For average Egyptians that was an outrageous response, as austerity measures have made their lives unbearable.

But for al-Sisi’s supporters, the response was to accuse Ali of conspiring against the military, and being a threat to stability after being lured in by the Muslim Brotherhood, the now-outlawed Islamist political group which is considered the Egyptian government’s number one enemy. However, Professor Eskander ruled out this association.

“Ali is a very unlikely character to receive support from the Muslim Brotherhood.  Ali might have started his own movement calling on al-Sisi to step down; however the Muslim Brotherhood and its supporters outside of Egypt came to his aid and started advocating for him.” Dr. Eskander added,” Before you know it, his videos are being played endlessly on all of their Turkey-based TV stations, including Mikammilin and Esharq.”

The war that Ali started on social media met a counteroffensive staged by Egypt’s traditional media outlets.  TV presenters loyal to al-Sisi described Ali as a “fugitive” who had fled the country for failing to settle debts after receiving hefty bank loans. 
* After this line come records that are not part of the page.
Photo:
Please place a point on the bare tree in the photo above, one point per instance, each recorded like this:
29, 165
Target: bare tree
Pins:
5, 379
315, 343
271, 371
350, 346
Other presenters loyal to Sisi started bashing the Ali’s character, claiming he spends his time in Spain at night clubs and chasing women.  Even Dar-al-Ifta of Egypt, the most prominent Islamic educational institution joined the war against Ali and posted on Twitter saying: “If you see a man who is defending the truth but is cursing, insulting, with anger, then learn that he has bad intentions because the truth isn’t in the need of such (actions).”

But all that did not stop Ali from posting more videos, sometimes on a daily basis, which have been shared by Egyptians widely not only on Facebook, Instagram, and Twitter, but also on WhatsApp. 

Mohammad Ali’s social media campaign might not have affected the Egyptian political scene tremendously, nor has it brought about a major revolution like the one Egypt witnessed in 2011. Nevertheless, it has had an impact that will affect ordinary Egyptians in a major way.

Mohammad Ali’s social media campaign might not have affected the Egyptian political scene tremendously, nor has it brought about a major revolution like the one Egypt witnessed in 2011. Nevertheless, it has had an impact that will affect ordinary Egyptians in a major way. 

For example, the Egyptian government has started paying its smaller contractors’ past due invoices, and it has made promises to raise salaries and improve pensions.  The government has also promised to postpone raising electric prices and slightly reduced the price of fuel.

To win over poor Egyptians, al-Sisi promised that he will personally oversee the re-enrollment of almost two million citizens who were removed from the country’s food assistance program, and the Egyptian parliament recently vowed that the coming period will witness political, media, and party reforms.

Where this will go is uncertain, but the lid has clearly been lifted off the Pandora’s box of silence.